Biden was among the longest-serving members of what has been described as the world’s most exclusive millionaires club, but with a net worth somewhere between $59,000 and $366,000, he was consistently ranked among the Senate’s poorest members.
“He’s been very popular with voters in Delaware regardless of some of his verbal gaffes,” said William Boyer, a retired University of Delaware political science professor who has co-authored a book on the First State’s politics.
“He’s been successful, a careerist and a leader, and the chairman of big committees,” Boyer said. “Now that he’s vice president, we’ve lost a lot of the seniority he accrued in all those years.”
If Obama’s campaign had second thoughts about whether to put Biden on the ticket, Biden had his own doubts about whether he was suited to be anyone’s No. 2 man. “I made it clear to [Obama] and everybody else, I never worked for anybody in my life. … I never had a boss. I don’t know how I’d handle it,” Biden said before Obama formally asked him to join the ticket.
Obama took advantage of Biden’s Everyman persona during the campaign by sending him to economically distressed sections of swing states, including Pennsylvania and Ohio, where Biden’s small-town upbringing resonated, particularly among union members who held him in much higher regard than they did Obama. By limiting Biden’s exposure, Obama’s campaign also hoped to minimize any fallout from Biden’s loose lips. But in that regard, they were less successful.
In Seattle, Biden warned that foreign leaders were eagerly awaiting a chance to test Obama’s mettle as soon as he took office. He told a supporter in Ohio that there’d be no more coal plants under an Obama administration even though Obama promised there would be. And when the Obama campaign ran a television advertisement attacking Republican nominee John McCain, Biden denounced it as “terrible.”

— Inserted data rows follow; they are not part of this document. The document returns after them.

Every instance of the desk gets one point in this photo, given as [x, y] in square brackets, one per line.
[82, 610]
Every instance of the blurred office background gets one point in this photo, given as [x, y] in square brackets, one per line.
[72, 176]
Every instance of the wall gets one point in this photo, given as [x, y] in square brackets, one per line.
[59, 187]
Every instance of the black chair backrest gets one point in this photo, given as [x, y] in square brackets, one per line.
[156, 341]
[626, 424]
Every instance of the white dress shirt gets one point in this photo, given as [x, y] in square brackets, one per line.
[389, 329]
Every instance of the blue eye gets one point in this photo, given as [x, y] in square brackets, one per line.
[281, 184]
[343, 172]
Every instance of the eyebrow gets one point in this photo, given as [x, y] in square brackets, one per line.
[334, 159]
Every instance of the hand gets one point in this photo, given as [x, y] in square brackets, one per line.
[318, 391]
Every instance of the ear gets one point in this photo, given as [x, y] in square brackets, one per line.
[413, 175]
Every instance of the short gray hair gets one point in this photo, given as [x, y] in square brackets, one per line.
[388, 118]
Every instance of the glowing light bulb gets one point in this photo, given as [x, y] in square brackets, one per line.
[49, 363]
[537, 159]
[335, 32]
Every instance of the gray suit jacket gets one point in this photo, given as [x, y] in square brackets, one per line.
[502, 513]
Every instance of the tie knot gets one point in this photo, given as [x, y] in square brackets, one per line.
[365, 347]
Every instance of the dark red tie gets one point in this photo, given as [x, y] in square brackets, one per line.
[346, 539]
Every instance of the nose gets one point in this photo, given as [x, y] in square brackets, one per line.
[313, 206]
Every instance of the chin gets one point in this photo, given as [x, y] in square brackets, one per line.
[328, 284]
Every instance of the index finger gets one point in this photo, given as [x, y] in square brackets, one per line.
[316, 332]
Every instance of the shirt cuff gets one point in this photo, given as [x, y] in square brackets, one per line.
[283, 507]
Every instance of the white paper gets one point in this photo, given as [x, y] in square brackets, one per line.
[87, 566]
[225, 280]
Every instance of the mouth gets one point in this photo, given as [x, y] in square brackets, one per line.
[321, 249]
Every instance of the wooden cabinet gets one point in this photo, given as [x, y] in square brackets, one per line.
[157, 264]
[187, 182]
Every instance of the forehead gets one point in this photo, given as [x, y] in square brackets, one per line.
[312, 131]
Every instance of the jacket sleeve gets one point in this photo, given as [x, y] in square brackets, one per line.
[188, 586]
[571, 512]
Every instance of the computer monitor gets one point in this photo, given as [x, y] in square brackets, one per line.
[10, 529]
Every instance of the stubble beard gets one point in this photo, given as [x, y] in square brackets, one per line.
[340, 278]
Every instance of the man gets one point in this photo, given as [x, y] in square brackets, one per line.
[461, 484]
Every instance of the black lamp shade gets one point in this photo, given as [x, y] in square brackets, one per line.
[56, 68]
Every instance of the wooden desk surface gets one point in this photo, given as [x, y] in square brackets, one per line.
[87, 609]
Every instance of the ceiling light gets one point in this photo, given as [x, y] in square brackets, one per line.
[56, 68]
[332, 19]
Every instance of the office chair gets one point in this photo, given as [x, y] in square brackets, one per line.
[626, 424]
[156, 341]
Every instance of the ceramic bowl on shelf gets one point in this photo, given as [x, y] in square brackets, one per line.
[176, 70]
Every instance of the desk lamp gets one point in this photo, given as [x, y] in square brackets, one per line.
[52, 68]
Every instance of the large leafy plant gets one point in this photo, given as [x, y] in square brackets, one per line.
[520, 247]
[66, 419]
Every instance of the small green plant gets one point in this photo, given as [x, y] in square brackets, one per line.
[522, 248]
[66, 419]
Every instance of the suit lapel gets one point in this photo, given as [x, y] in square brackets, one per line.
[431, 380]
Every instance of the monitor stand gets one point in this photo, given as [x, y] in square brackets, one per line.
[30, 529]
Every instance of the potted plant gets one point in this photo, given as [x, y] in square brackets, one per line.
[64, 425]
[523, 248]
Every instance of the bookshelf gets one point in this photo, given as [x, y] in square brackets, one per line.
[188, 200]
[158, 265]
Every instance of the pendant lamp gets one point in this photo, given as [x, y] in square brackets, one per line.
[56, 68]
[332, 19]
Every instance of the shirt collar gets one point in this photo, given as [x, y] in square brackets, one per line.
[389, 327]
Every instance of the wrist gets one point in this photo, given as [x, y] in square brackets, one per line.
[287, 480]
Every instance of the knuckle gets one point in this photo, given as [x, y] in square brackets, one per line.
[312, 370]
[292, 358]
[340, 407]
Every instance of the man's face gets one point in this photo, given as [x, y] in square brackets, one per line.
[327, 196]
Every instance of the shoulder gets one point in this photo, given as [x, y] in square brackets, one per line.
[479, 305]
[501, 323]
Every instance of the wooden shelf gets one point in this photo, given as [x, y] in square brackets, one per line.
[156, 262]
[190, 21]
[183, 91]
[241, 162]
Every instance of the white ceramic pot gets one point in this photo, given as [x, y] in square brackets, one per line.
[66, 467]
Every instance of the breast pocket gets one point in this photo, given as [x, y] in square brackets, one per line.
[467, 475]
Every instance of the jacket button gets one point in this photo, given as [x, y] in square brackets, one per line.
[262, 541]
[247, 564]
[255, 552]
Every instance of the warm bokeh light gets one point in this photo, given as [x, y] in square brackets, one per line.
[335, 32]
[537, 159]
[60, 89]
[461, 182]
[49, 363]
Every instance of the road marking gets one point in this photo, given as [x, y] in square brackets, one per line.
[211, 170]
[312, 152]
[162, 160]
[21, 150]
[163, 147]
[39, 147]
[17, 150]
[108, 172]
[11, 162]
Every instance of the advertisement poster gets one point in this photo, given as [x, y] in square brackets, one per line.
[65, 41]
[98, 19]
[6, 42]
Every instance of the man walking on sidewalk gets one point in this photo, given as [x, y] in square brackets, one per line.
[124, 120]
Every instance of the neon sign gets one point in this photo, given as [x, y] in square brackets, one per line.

Even when he wasn’t contradicting Obama, Biden was causing the campaign heartburn. During a stop in Missouri, Biden singled out state Sen. Chuck Graham in the crowd and shouted, “Chuck, stand up, let the people see you.” But Graham couldn’t. He’s confined to a wheelchair.
Biden, no stranger to foot-in-mouth disease, didn’t miss a beat. “Oh, God love ya,” Biden said. “What am I talking about?”
Heaven knows, but count on Joe Biden to keep gabbing until he finds out.